First post, by jmarsh
So I started this over 5 years ago, left it unfinished for a few years and now started from scratch and got it into a fit state for submitting...
This patch adds a dynamic recompiler for 32-bit PowerPC, based on the existing dynrec framework. I've only tested it on a wii but there should be no reason for it not to work on PowerPC based Macs. As far as performance goes with core=normal I get 0.7fps from PCPBENCH, with core=dynamic I get 3.1fps. There are some other big-endian improvements that can be made that get it up to 4.0 but I haven't included them here as they aren't related to dynrec.
I haven't touched any of the autoconfigure scripts, config.h needs the following settings:
#define C_TARGETCPU POWERPC
#define C_DYNREC 1
#define WORDS_BIGENDIAN
The compiler needs to support gcc inline assembly (checked via defined(__GNUC__)) for dcache flushing/icache invalidation. There doesn't seem to be a portable way to achieve this, but they're not supervisor level instructions so should be fine for any userspace program to use.
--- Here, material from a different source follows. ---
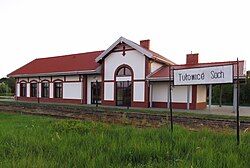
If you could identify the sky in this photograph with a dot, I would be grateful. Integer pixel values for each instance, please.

Some comments on the changes:
- I had to name the FPU_Rec struct so it could be forward-declared in risc_ppc.h (having a dedicated register pointed to it helps FPU heavy code).
- Removed some unneeded WORDS_BIGENDIAN guards in the self-modifying code detection, they weren't needed as the additions aren't meant to overflow between bytes.
- Made dyn_run_code() get called before dyn_return(BR_Link1/BR_Link2) and shuffled their locations a bit. The reason for this is that the PPC dynrec generates its epilog once in gen_run_code() and then puts a jump to it whenever gen_return_function() is called, rather than emitting a full epilog every time. If dyn_return() was called before dyn_run_code() the address of the epilog is unknown.
- Added missing cache_block_before_close()/cache_block_closing() calls for those blocks, since they were missing.
- The dynrec decoder wasn't differentiating between little-endian (host) memory access and regular memory access. I added new functions where necessary (hopefully caught them all) and aliased them to the regular functions when WORDS_BIGENDIAN is not defined.
- dyn_ret_near() was bugged, it tried to write a dword to ®_ip which overran on big-endian.